What Is a Cowboy Steak?

Cowboys are known as rugged, hearty and more concerned with substance than appearances. A cowboy steak is similar — this bone-in ribeye is two-plus inches thick, weighs over 2.5 pounds and features a short length of exposed bone that’s been cleaned of meat and fat in a process called “Frenching.” It’s a close cousin to the American Wagyu Tomahawk, which differs only in its longer handle of bone.


Cowboy steaks are cut from the rib primal, the same origin as prime rib roasts. Located between the loin and chuck primals, the rib primal runs the length of ribs 6 through 12 along the animal’s back. Three major muscles make up the Cowboy steak:

  • Longissimus dorsi, aka large center eye
  • Complexus, a smaller side muscle that may not always be present, depending on where the steak is cut
  • Spinalis dorsi, aka the cap of ribeye or deckle

Note that the cap is universally known as the single most flavorful and tender cut — which means a cowboy steak delivers an exceptional dining experience.


A cowboy steak is meant to be shared.
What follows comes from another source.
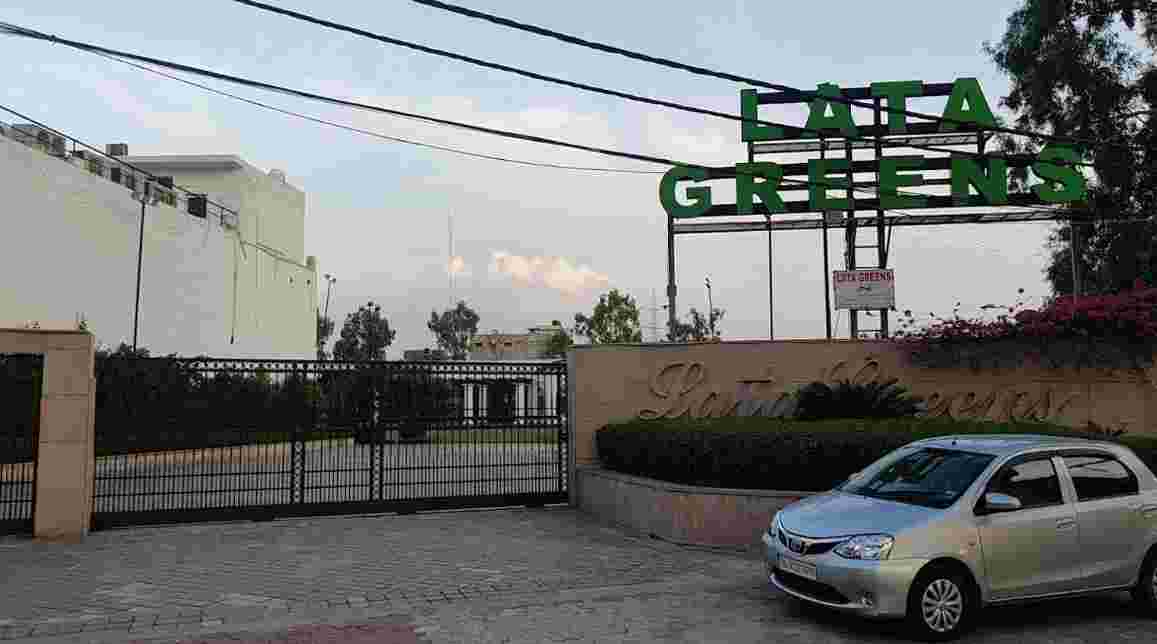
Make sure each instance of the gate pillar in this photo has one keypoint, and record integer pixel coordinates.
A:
(65, 450)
You may have guessed that from its impressive size. Superior marbling sets American Wagyu beef apart from the herd with superior tenderness and rich, robust flavor. Many say a bone-in steak tastes better than a boneless cut, but that’s a matter of personal preference. The bone insulates the meat close to it from heat, leaving it with especially mouthwatering tenderness. We love a cowboy steak for special occasions because its reliably juicy, tender and flavorful, and because it looks as gorgeous as it tastes.
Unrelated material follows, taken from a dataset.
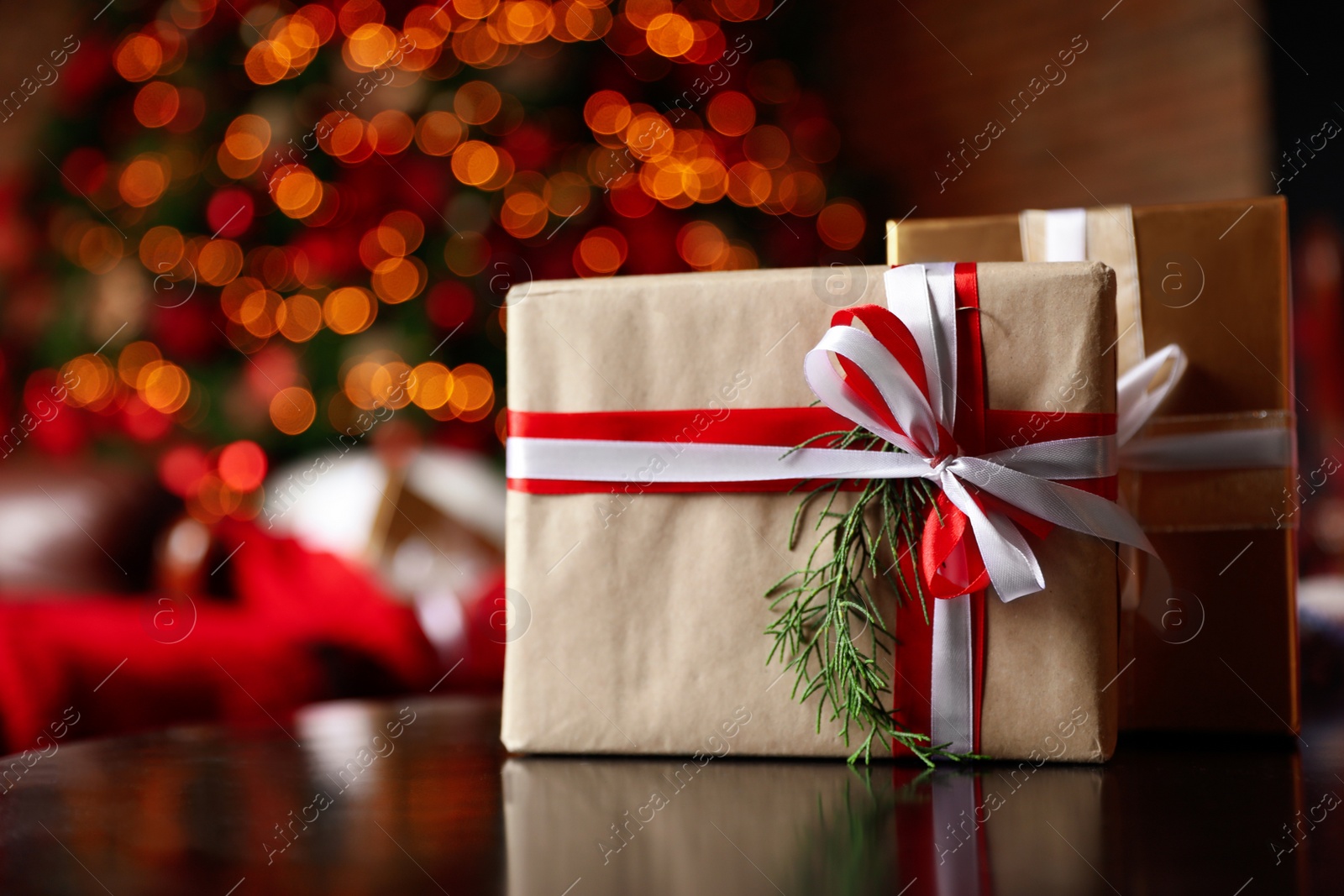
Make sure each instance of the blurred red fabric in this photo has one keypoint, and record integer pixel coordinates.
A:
(299, 626)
The main idea is to slowly bring this thick-cut steak to your desired temperature at lower heat, then quickly sear the outside for ultimate juicy flavor. Sous vide also works if you have the equipment.

Indoors: Reverse Sear Method

  1. Heat your oven to 225 degrees Fahrenheit.

  2. Season the steak liberally with kosher salt and place it on a wire rack set into a rimmed baking sheet and place the whole thing into the oven.

  3. After about 30 minutes, check the steak’s temperature with a meat thermometer. While any thermometer will work, we recommend a fast-read digital option. Insert the probe halfway through the steak in the largest section of the ribeye, away from the bone. A medium rare to medium finish for the cowboy will yield the best texture and flavor. Every oven is different, so the time to get your cowboy steak to temp will vary. In general, this step takes approximately 45 minutes to an hour.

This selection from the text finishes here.